11 | 9600 | 1200GS | 2005 | 39000 |

I used a simple OLS regression model to fit this data, using the model year and mileage for the bike. The result is:

summary(fit2) Call: lm(formula = d2$Asking ~ d2$Year + d2$Mileage) Residuals: Min 1Q Median 3Q Max -1360.040 -353.520 -150.358 2.140 1708.510 Coefficients: Estimate Std. Error t value Pr(>|t|) (Intercept) -1.201e+06 1.889e+05 -6.359 0.000218 *** d2$Year 6.056e+02 9.423e+01 6.426 0.000203 *** d2$Mileage -7.631e-02 1.578e-02 -4.836 0.001294 ** --- Signif. codes: 0 '***' 0.001 '**' 0.01 '*' 0.05 '.' 0.1 ' ' 1 Residual standard error: 975.1 on 8 degrees of freedom Multiple R-squared: 0.9108, Adjusted R-squared: 0.8885 F-statistic: 40.84 on 2 and 8 DF, p-value: 6.335e-05

Our model predicts that each year the bike is on the road it loses about $600 in value and that it loses about $76 for each 1000 miles it has. [Note that I'm treating mileage and age as independent variables; it might make more sense to try to estimate "excess" mileage over some base value, but I don't have the baseline data I would need.] In any case, we're doing pretty well here: with only two predictors we are accounting for around 90% of the price variation. We can see this visually by plotting the price points against the best fit plane, as below:

s3d <- scatterplot3d(d2$Asking~d2$Year+d2$Mileage,xlab="Year",ylab="Mileage",zlab="Asking") orig <- s3d$xyz.convert(d2$Year,d2$Mileage,d2$Asking) plane <- s3d$xyz.convert(d2$Year,d2$Mileage,fitted(fit)) i.negpos <- 1 + (resid(fit)>0) segments(orig$x,orig$y, plane$x,plane$y, col=c("blue","red")[i.negpos],lty=(2:1)[i.negpos]) s3d$plane3d(fit)(code ripped off from here).

Points above the plane (shown with red lines) are likely too expensive and points below (with blue lines) are worth checking out to see if they're good deals.

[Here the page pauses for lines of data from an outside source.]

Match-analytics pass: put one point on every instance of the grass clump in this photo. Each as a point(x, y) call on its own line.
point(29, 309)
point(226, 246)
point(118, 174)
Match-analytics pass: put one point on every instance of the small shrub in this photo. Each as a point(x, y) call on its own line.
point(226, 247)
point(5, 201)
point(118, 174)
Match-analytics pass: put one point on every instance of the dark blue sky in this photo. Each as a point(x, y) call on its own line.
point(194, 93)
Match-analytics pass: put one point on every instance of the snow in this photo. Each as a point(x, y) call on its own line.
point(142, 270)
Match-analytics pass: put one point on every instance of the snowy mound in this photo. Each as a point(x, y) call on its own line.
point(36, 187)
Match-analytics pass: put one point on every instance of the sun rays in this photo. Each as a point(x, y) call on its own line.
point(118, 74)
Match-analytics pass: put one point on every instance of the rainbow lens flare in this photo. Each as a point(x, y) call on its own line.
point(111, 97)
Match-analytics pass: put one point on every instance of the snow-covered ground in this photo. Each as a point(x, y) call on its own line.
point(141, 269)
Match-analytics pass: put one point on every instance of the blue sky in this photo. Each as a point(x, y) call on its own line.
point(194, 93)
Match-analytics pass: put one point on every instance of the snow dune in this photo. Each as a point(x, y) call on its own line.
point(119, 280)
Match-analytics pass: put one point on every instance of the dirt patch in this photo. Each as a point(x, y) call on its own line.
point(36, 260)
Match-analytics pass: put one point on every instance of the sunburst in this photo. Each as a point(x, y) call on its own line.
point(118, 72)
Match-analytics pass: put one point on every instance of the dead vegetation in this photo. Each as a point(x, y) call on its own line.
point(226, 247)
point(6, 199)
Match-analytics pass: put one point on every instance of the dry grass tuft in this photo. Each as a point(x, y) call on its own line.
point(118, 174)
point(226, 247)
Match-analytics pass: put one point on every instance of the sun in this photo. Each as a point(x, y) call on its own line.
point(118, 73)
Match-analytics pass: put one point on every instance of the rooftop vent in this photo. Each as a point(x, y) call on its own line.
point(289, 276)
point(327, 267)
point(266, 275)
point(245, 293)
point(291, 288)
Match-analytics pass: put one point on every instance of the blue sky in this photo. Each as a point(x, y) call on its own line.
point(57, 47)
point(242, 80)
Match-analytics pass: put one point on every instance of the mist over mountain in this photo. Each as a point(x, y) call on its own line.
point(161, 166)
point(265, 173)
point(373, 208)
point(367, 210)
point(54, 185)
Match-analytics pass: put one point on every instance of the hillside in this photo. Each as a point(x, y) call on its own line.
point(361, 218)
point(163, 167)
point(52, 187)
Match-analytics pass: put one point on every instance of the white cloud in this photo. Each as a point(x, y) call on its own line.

Obviously, we're excluding a lot of variables here. We haven't captured the condition of the bike, how desperate/motivated the seller is to get rid of it, what accessories it has, etc. Looking more closely at the data, the two most comparatively expensive bikes seem to come with a few more accessories, so this may have led the owners to think they could extract more money (I don't think this is really true, however, since often those items are valuable only to the original owner). For the purposes of selecting good deals, we would also like to know how flexible the seller's price is. It's possible that someone lowballing the price will also be less flexible because they've already built that discount into their price. On the other hand, they could be more motivated, so that could cut in the other direction. It would be interested to get secondary data on how much these bikes actually sell for [you could get some of that information by seeing if repeated postings have lower prices], but while that data is available for houses I don't think it is for bikes.

nice work! So I was thinking you could use ebay's "completed auctions" search to find data on how much they actually sold for... given that it's ebay you would necessarily always have a firm asking price, but you could get some selling prices.

Did you try running single variable regressions on year and mileage? Just looking at the data, you may have heteroscedasticity and multicollinearity issues.

Yeah, the results are pretty similar (-.98 for mileage, 702 for age). Also, the correlation

between age and mileage is -.21

Nicely done. Now, if you really want to go overboard, you could run a heteroscedasticity diagnostic. A priori, I would assume that that the age and mileage distributions are rather differently shaped distributions, so heteroscedasticity is a concern. The Glejser test and Spearman's rank correlation test were the two general tests back in the day. I don't know if things have advanced at all. R may have an easy built in function for them.

I am somewhat surprised that the drop is so great. Motorcycles are rather easier to fix than cars. Not least because you can bring them into the house and dismantle them in the living room.

I am sure Mrs Guesswork would not mind at all.